FLEDGE: restricted reporting, training of bidding models

[jonasz]

Hi Michael,

Thank you for sharing FLEDGE, the proposal looks very promising and we are committed to taking part in the proposed experimentation. After initial analysis, there is one important issue that we would like to raise.

FLEDGE proposes a temporary event-level reporting mechanism based on report_win, a js function supplied by the buyer.

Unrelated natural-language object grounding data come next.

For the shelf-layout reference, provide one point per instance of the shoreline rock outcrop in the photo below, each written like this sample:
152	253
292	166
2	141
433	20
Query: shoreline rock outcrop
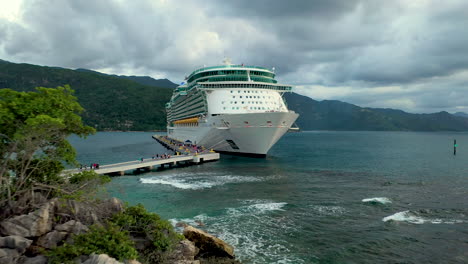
23	238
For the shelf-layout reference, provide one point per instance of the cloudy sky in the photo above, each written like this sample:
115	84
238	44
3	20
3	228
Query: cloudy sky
404	54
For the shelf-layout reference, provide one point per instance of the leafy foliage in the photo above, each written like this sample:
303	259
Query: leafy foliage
108	240
111	103
139	222
34	127
86	176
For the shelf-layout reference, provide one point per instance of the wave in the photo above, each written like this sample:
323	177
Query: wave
260	208
376	200
178	183
323	210
251	229
415	218
197	182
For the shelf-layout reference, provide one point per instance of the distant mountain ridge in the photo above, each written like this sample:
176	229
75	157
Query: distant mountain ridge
145	80
115	102
337	115
111	103
462	114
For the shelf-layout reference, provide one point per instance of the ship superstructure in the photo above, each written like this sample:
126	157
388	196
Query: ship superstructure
230	108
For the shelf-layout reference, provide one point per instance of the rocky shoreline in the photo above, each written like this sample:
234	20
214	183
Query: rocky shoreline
26	238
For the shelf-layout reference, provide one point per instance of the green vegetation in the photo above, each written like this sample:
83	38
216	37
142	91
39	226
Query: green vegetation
137	103
108	240
111	103
33	146
114	238
149	226
33	131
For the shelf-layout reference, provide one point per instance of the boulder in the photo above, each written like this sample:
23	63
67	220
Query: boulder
89	213
209	245
101	259
184	252
34	260
51	239
72	226
33	224
81	211
8	256
110	207
15	242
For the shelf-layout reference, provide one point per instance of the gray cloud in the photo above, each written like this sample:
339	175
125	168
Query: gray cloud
345	50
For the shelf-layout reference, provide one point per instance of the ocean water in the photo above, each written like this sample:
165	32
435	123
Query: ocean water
318	197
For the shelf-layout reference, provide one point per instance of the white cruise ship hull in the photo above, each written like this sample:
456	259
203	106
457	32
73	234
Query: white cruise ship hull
246	133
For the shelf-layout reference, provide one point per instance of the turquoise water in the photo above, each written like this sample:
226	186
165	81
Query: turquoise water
304	202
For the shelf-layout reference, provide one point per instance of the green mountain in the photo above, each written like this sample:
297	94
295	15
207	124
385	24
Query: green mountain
462	114
145	80
337	115
137	103
111	103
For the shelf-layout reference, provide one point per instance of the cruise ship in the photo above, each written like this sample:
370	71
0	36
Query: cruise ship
235	109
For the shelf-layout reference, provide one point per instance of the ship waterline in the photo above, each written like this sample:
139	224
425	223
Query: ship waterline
231	108
250	134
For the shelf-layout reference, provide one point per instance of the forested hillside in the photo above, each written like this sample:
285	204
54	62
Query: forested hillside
111	103
137	103
337	115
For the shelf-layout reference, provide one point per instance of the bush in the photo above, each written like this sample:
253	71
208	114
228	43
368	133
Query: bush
85	176
108	240
141	223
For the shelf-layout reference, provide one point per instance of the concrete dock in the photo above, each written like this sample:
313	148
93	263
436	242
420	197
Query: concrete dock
186	154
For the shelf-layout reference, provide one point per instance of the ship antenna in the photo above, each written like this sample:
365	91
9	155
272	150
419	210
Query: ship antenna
227	61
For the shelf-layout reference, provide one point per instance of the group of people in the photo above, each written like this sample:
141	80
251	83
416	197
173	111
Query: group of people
92	166
158	156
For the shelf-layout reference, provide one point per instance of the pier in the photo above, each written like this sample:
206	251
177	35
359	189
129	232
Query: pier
186	154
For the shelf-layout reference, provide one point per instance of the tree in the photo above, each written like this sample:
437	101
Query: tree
34	127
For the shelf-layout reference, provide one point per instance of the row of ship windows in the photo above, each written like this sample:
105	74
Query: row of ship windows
254	96
248	91
251	108
250	102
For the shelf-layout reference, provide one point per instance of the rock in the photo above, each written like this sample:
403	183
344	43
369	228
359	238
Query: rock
181	224
8	255
33	224
133	261
110	207
101	259
83	212
72	226
209	245
35	260
15	242
184	252
51	239
199	223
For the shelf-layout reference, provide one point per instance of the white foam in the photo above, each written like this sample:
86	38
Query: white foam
405	216
328	210
260	208
251	228
382	200
410	217
196	182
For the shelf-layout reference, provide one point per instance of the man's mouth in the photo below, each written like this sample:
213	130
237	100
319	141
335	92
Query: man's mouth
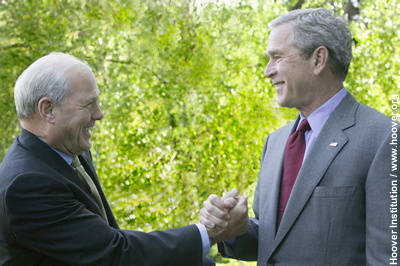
88	129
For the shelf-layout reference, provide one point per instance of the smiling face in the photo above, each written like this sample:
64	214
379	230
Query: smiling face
73	120
289	71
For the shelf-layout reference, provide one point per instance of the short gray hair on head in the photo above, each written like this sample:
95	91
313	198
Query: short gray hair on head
313	28
46	77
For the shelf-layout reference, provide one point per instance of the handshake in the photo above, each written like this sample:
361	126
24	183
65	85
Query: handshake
224	218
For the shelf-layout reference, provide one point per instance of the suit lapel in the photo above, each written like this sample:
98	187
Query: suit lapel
86	162
320	157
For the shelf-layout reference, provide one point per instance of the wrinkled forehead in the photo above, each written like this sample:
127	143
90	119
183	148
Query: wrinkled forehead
280	39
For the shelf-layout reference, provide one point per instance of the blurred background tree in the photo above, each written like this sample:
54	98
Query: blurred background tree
187	107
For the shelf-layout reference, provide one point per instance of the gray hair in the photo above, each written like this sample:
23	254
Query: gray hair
46	77
313	28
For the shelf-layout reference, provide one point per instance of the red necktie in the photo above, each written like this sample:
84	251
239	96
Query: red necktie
294	153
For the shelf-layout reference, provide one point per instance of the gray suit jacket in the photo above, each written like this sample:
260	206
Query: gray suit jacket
338	211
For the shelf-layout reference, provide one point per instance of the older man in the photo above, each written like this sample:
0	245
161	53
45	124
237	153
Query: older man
52	208
323	192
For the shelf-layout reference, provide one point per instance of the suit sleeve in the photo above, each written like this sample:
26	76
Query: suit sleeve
381	181
45	216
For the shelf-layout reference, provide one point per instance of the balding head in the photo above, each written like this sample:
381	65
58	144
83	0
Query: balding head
46	77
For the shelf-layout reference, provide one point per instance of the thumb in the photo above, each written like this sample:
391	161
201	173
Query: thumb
230	194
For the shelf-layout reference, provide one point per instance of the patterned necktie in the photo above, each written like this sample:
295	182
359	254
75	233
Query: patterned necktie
89	184
294	153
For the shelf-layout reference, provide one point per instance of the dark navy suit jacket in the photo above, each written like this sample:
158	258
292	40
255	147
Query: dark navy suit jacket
48	217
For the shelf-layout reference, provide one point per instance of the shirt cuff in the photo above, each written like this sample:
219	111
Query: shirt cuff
204	239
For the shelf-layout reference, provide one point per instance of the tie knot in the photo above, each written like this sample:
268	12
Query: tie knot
304	126
75	161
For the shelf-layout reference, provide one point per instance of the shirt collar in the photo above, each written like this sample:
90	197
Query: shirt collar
66	157
318	118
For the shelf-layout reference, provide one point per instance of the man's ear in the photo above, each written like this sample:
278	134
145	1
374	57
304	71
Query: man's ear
320	59
46	109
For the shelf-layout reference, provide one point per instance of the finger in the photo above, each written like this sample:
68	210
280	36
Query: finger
230	203
241	200
207	223
212	220
215	202
231	193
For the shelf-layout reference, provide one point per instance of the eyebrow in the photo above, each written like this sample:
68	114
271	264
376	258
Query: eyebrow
272	53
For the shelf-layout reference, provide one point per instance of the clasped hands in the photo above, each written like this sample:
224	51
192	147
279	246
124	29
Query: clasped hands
224	217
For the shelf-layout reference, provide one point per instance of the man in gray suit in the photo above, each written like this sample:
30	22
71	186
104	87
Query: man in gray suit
338	211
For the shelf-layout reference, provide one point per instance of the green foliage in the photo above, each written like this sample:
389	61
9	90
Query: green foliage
187	107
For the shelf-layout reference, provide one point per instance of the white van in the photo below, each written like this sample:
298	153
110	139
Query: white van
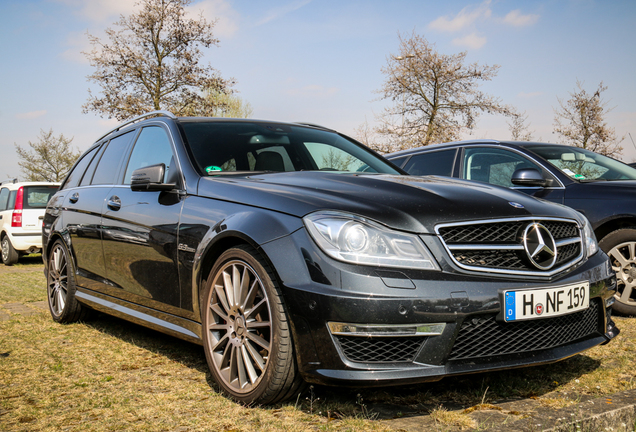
22	206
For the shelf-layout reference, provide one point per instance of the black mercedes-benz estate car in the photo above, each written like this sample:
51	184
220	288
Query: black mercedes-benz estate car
293	254
601	188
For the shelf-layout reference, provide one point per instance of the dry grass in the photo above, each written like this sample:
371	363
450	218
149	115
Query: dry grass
108	374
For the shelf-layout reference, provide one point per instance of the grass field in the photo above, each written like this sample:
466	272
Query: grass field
107	374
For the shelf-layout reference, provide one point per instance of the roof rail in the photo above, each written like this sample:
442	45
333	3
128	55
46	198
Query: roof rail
159	113
313	125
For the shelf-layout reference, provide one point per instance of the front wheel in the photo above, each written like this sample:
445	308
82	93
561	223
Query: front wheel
620	246
246	335
9	254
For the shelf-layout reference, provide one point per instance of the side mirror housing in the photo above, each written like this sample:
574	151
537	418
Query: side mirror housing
150	178
529	177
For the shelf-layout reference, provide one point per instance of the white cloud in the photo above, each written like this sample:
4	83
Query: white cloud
101	10
516	19
282	11
221	11
472	40
464	19
30	115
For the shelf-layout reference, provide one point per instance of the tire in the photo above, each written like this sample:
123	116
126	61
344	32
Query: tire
9	254
60	286
246	333
620	246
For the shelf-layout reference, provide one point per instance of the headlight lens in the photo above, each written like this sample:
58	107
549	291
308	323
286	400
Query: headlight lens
589	240
356	240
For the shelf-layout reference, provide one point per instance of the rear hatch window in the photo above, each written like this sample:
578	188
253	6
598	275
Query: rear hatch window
36	197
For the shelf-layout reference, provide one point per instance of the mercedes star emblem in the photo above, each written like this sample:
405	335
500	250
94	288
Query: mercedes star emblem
540	246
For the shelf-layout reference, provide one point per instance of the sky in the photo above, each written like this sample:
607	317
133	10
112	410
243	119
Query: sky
320	61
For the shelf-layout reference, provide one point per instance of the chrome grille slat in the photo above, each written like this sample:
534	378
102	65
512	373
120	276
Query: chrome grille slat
497	246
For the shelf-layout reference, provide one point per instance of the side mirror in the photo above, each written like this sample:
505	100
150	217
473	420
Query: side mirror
150	178
529	177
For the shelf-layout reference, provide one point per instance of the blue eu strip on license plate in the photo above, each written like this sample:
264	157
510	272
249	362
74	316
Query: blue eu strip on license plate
546	302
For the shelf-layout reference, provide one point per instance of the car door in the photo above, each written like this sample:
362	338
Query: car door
140	230
496	165
83	205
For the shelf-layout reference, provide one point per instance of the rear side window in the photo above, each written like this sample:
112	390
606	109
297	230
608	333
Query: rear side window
4	198
74	177
433	163
37	197
109	164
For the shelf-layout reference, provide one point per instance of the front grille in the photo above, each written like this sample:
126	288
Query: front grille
483	336
498	246
379	349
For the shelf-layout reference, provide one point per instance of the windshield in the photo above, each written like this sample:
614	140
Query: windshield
584	165
231	147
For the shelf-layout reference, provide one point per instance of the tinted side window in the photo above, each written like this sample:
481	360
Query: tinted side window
74	177
152	147
4	198
399	161
494	166
110	162
433	163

We are concerned about our ability to optimize our bidding models (for example click-through) in the proposed specification, which restricts the kind of data that may be reported. (For example: report_win has no access to user_bidding_signals and to prev_wins.)

To effectively train our models, we need a reporting mechanism that is based on all the signals that are used by our bidding function (relevant issue: #54).

The explainer mentions that:

Once we have a trusted reporting mechanism, we can consider allowing the reports to be influenced by the interest group's user_bidding_signals.

From our perspective such a reporting mechanism with access to user_bidding_signals (and all other signals) is critical before third party cookies are phased out. Otherwise we will have no way of training our models, and that will annul the usefulness of FLEDGE.

I was wondering, is it safe to assume such a reporting mechanism will be available before third party cookies are dropped? Or perhaps should we look for some ways to extend the temporary reporting mechanism?

Best regards,
Jonasz

[michaelkleber]

Hi Jonasz,

This is an interesting question. In the relevant section of your original Outcome-based TURTLEDOVE write-up, you said:

• userSignals: We propose to allow the Bidder to store custom bidding signals during a call to joinAdInterestGroup.

We stress that these signals would be kept browser side and used solely for bidding. They would never be shared with publishers or included in network requests, and are in line with the TURTLEDOVE's current privacy guarantees.

What ideas did you have for addressing this optimization problem in the Outcome-based approach, if the user signals are kept browser side, used solely for bidding, and never included in network requests?

Since the actual bid is available at reporting time, there is of course some ability to approximate what the hidden on-browser signals could have been. But of course any user-specific data that we add creates a tracking risk.

[jonasz]

Hi Michael,

At the time the problem of optimizing models was an open question (and it still very much is). We cannot say we had a clear solution in mind for that.

In the recent months we were hoping the multi-browser aggregation service with access to all bidding signals could be the solution that would allow us to optimize models in a safe, private way (let's call this approach "unrestricted aggregates").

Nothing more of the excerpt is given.